No episódio do Sinai, foi Iavé quem selecionou e instruiu dois artesãos para levar a cabo os detalhes arquitetônicos intrincados e artísticos: "e enchi do espírito de Elohim, em Sabedoria, Entendi­mento e Conhecimento", Betsalel, da tribo de Judá, "e pus ciência e sabedoria no coração" de Aholiab, da tribo de Dan. Salomão, por sua vez, dependia dos artesãos do rei fenício, em Tiro, para construir o Templo. Quando este foi completado, Salomão rezou ao Senhor Iavé para que Ele aceitasse a Casa como habitação eterna e como um lugar do qual as orações de Israel seriam ouvidas. Foi então que Salomão teve seu sua segunda epifania no sonho: "Iavé apareceu a Salomão pela segunda vez, na forma vista por ele em Gibeon".

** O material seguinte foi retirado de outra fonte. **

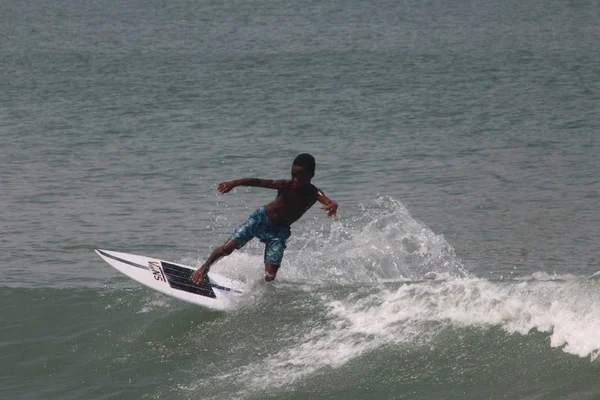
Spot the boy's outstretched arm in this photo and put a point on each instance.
(226, 186)
(328, 205)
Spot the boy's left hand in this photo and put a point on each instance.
(331, 209)
(225, 187)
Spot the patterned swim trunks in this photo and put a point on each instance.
(259, 226)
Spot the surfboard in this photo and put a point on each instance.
(172, 279)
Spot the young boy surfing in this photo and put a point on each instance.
(271, 223)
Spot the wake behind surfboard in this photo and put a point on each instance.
(172, 279)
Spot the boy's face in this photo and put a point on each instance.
(300, 175)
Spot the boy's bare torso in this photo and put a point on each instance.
(291, 202)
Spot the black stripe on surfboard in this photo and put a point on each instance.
(179, 278)
(133, 264)
(183, 274)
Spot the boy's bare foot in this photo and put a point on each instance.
(199, 275)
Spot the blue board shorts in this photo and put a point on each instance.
(259, 226)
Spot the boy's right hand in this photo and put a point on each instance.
(225, 187)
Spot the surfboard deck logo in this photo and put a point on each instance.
(157, 271)
(217, 292)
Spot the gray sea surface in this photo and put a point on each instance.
(461, 140)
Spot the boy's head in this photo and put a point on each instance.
(303, 168)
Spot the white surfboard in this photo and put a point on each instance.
(172, 279)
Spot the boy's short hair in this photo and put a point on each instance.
(305, 160)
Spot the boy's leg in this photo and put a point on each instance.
(270, 271)
(218, 253)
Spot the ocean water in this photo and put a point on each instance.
(460, 138)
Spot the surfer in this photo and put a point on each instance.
(271, 223)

Embora o Templo em Jerusalém fosse literalmente chamado de "casa" para o Senhor, ecoando o termo sumério "E" para um templo-habitação, fica evidente, pela oração de Salomão, que ele não partilhava o ponto de vista mesopotâmico dos templos como luga­res onde os deuses moravam, e sim como local sagrado para comu­nicação divina, um lugar onde homem e Deus pudessem escutar um ao outro, um substituto permanente para a divina presença na Tenda da Aliança.

Assim que os sacerdotes trouxeram a Arca da Aliança para seu lugar, no Santo dos Santos, "a seção Dvir do Templo", e a colocaram "sob as asas dos Querubins", tiveram de partir apressadamente "por­que a glória do Senhor tinha enchido a casa de Deus". Foi então que Salomão começou sua oração, dirigindo-se a Iavé: "O Senhor tinha prometido que Ele habitaria num nevoeiro". "Ouve, Senhor, da tua morada, que é o céu", disse Salomão. "É, pois, crível, que habite Deus entre os homens? Se os céus e os céus dos céus não te podem conter, quanto menos esta casa que eu edifiquei". Compreendendo isso, Salomão pediu apenas para que o Senhor escutasse as orações que emanassem do Templo; "Ouve, senhor, da tua morada, que é o céu, todos os que neste lugar orarem, e sê propício".

Foi então que "Iavé apareceu para Salomão por uma segunda vez, da forma que ele foi visto em Gibeon. E Iavé disse a ele: ouvi tua oração e as súplicas que fizeste perante mim, e tem santificado esta casa que construíste, para colocar meu Shem para sempre, de forma que meus olhos e meu coração estejam ali na perpetuidade".
O termo Shem é tradicionalmente traduzido como "nome" pelo qual alguém é conhecido ou lembrado. Porém, como demonstra­mos em O 12o. Planeta, citando fontes bíblicas, mesopotâmicas e egípcias, o termo MU, que ao longo do tempo veio a significar "aquilo pelo qual alguém é lembrado", originalmente se referia às câmaras celestes ou máquinas voadoras dos deuses mesopotâmicos. Assim, quando o povo da Babilônia (Bab-Ili, "Portal dos Deuses") resolveu fazer um Shem para si mesmo, estava construindo uma torre de lan­çamento, não para um "nome", mas para veículos voadores.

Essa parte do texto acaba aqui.